Quincy Long’s drama with music (it has 14 songs and verges on being a musical drama) introduces us to a very young couple with whom downtown theatergoerscor, for that matter, any theatergoers–may have little contact. Our heroine, Donna (Rebecca Soler) appears so simpleminded that it wouldn’t be unfair to call her reality-challenged. When we first meet her, she has “borrowed” a neighbor’s baby and sees nothing wrong with keeping it. Meanwhile, she tears up a head of lettuce and drops the shreds in a cardboard box as if the infant inside is a bunny or a turtle. Her slightly more grounded young husband Kenny (Jonathan Mark Woodward) is more interested in his guitar than the baby, but in his laconically comic way, at least he advises her to return the child before she gets in to trouble. The advice comes too late. The police come banging on the door and the couple, leaving the baby behind, hit the road in a panic.

So far, the play is amusing in a distant sort of way. The characters are strange but intriguing. The play gets even more bizarre when our two leads stop to hide out at a dingy bungalow motel in the middle of nowhere. The motel’s aging owners Luther (Joseph Jamrog) and Martha (Annette Hunt) are even loopier than Kenny and Donna. Nonetheless, the relationship that evolves between these four characters is weirdly funny, not a little scary, and ultimately rather poignant. They become a sort of family that is beyond our usual definition of dysfunctional, but it somehow works for them. A baby enters their lives in a more conventional manner, along with work, responsibility, fear, grief, generosity of spirit, and a good many other elements of life that create the roots through which a family lives and thrives.

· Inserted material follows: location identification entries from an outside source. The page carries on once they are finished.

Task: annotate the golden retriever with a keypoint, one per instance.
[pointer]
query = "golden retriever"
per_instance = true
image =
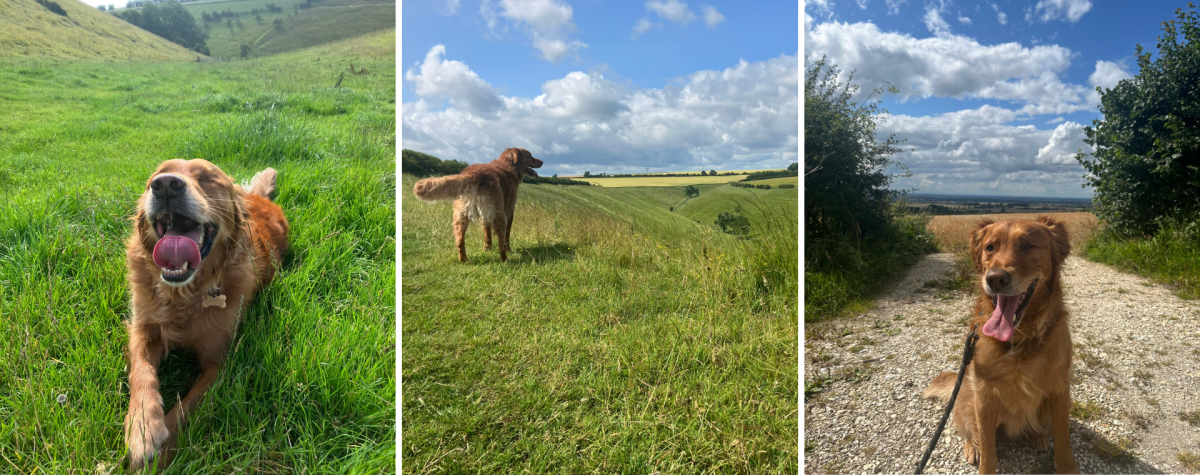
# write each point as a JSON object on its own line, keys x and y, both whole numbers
{"x": 201, "y": 247}
{"x": 483, "y": 191}
{"x": 1020, "y": 377}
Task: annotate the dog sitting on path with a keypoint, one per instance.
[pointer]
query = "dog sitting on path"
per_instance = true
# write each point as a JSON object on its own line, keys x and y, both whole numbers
{"x": 1020, "y": 378}
{"x": 486, "y": 192}
{"x": 201, "y": 247}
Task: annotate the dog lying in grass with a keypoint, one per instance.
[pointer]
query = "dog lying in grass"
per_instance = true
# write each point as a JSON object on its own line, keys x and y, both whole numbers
{"x": 1020, "y": 378}
{"x": 486, "y": 192}
{"x": 202, "y": 246}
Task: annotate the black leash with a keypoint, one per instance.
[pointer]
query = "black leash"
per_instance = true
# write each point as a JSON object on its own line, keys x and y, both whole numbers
{"x": 967, "y": 354}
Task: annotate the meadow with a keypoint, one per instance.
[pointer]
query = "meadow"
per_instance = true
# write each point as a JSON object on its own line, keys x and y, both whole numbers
{"x": 309, "y": 384}
{"x": 618, "y": 337}
{"x": 324, "y": 22}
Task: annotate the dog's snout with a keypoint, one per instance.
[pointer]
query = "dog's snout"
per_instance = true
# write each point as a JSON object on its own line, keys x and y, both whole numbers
{"x": 167, "y": 186}
{"x": 999, "y": 278}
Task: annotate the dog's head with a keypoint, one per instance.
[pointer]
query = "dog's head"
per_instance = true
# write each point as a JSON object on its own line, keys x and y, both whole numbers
{"x": 1014, "y": 257}
{"x": 189, "y": 208}
{"x": 522, "y": 161}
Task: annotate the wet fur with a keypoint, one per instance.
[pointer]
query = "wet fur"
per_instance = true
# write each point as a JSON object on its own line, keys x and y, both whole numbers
{"x": 249, "y": 246}
{"x": 484, "y": 191}
{"x": 1021, "y": 386}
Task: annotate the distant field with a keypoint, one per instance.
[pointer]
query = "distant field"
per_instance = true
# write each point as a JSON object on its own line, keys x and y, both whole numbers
{"x": 324, "y": 22}
{"x": 952, "y": 233}
{"x": 660, "y": 180}
{"x": 783, "y": 180}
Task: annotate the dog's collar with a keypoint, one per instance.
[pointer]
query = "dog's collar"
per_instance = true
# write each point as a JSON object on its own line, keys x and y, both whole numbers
{"x": 1020, "y": 308}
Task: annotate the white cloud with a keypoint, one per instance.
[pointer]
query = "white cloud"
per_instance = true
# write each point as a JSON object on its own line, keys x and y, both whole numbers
{"x": 643, "y": 25}
{"x": 975, "y": 150}
{"x": 1065, "y": 10}
{"x": 742, "y": 116}
{"x": 1000, "y": 13}
{"x": 672, "y": 10}
{"x": 1108, "y": 74}
{"x": 935, "y": 23}
{"x": 712, "y": 17}
{"x": 546, "y": 22}
{"x": 951, "y": 66}
{"x": 454, "y": 80}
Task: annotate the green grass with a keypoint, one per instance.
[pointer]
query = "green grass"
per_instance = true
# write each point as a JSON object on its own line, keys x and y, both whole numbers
{"x": 324, "y": 22}
{"x": 619, "y": 337}
{"x": 1171, "y": 257}
{"x": 29, "y": 30}
{"x": 309, "y": 384}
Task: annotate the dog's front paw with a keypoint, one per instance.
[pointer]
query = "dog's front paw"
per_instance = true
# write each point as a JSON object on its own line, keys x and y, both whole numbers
{"x": 145, "y": 431}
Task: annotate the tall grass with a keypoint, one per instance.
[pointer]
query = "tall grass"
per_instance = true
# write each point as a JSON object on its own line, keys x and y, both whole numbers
{"x": 619, "y": 337}
{"x": 309, "y": 382}
{"x": 1171, "y": 257}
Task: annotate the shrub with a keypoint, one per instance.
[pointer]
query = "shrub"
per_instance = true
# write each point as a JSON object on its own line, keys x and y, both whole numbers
{"x": 1143, "y": 168}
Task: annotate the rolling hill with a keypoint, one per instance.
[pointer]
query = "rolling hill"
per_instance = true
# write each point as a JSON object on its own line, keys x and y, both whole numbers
{"x": 29, "y": 29}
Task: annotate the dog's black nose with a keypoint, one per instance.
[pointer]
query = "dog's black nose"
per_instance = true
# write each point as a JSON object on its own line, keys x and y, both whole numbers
{"x": 167, "y": 186}
{"x": 999, "y": 278}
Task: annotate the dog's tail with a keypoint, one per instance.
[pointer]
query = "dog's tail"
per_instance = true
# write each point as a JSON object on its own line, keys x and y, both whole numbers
{"x": 443, "y": 187}
{"x": 263, "y": 184}
{"x": 941, "y": 386}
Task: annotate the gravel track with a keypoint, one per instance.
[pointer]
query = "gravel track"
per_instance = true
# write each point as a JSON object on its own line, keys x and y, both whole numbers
{"x": 1137, "y": 374}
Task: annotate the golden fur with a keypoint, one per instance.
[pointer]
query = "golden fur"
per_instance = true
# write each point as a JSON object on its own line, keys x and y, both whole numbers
{"x": 486, "y": 192}
{"x": 247, "y": 242}
{"x": 1021, "y": 385}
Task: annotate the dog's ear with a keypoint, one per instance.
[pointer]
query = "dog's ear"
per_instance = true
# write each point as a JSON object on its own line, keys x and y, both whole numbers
{"x": 1059, "y": 238}
{"x": 977, "y": 236}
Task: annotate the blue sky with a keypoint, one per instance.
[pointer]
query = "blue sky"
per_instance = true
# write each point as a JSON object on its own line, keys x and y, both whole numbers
{"x": 604, "y": 86}
{"x": 994, "y": 94}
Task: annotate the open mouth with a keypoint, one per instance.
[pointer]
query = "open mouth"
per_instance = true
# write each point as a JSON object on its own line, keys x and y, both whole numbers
{"x": 183, "y": 245}
{"x": 1008, "y": 313}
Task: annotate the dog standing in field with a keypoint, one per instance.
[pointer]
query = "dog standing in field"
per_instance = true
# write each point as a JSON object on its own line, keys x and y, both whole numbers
{"x": 483, "y": 191}
{"x": 1020, "y": 377}
{"x": 202, "y": 246}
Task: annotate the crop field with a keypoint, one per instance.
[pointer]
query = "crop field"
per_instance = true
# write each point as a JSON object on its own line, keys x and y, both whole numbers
{"x": 309, "y": 384}
{"x": 324, "y": 22}
{"x": 952, "y": 233}
{"x": 616, "y": 182}
{"x": 618, "y": 337}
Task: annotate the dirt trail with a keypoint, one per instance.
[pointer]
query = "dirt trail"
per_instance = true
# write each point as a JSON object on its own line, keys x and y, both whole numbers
{"x": 1137, "y": 370}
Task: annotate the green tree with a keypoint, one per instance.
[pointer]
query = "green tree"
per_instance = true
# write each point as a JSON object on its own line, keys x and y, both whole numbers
{"x": 846, "y": 180}
{"x": 1145, "y": 168}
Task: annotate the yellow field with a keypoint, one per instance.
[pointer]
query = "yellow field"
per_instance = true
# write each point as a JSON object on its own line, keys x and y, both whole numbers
{"x": 661, "y": 180}
{"x": 783, "y": 180}
{"x": 953, "y": 232}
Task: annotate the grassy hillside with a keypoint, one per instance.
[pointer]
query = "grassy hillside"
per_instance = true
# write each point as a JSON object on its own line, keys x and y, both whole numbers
{"x": 309, "y": 385}
{"x": 28, "y": 30}
{"x": 619, "y": 337}
{"x": 755, "y": 204}
{"x": 324, "y": 22}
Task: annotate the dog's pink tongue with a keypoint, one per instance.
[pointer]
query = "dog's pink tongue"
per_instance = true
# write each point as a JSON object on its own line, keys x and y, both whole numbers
{"x": 1000, "y": 325}
{"x": 173, "y": 251}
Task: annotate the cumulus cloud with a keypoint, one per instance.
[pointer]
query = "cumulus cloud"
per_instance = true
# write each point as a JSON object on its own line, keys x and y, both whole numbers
{"x": 975, "y": 150}
{"x": 454, "y": 80}
{"x": 1000, "y": 13}
{"x": 1108, "y": 74}
{"x": 546, "y": 22}
{"x": 672, "y": 10}
{"x": 742, "y": 116}
{"x": 1061, "y": 10}
{"x": 712, "y": 17}
{"x": 951, "y": 66}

The Year of the Baby is a play that is happily full of surprises. The first surprise, if you’re not familiar with the location of the theater in which it’s playing, is that the Soho Rep is no longer in Soho; it’s in Tribeca on Walker Street, just south of Canal. Once inside the theater, the surprises multiply. Characters evolve out of caricatures, and the play never goes where you think it’s heading; it’s funnier, richer, and far more ambitious in its themes than you have any reason to expect from its opening moments. Its intelligence sneaks up on you, which is very much in keeping with the style and content of the work. We look down on these characters–all of them–at the beginning, but slowly we come to recognize their essential humanity and we eventually embrace them.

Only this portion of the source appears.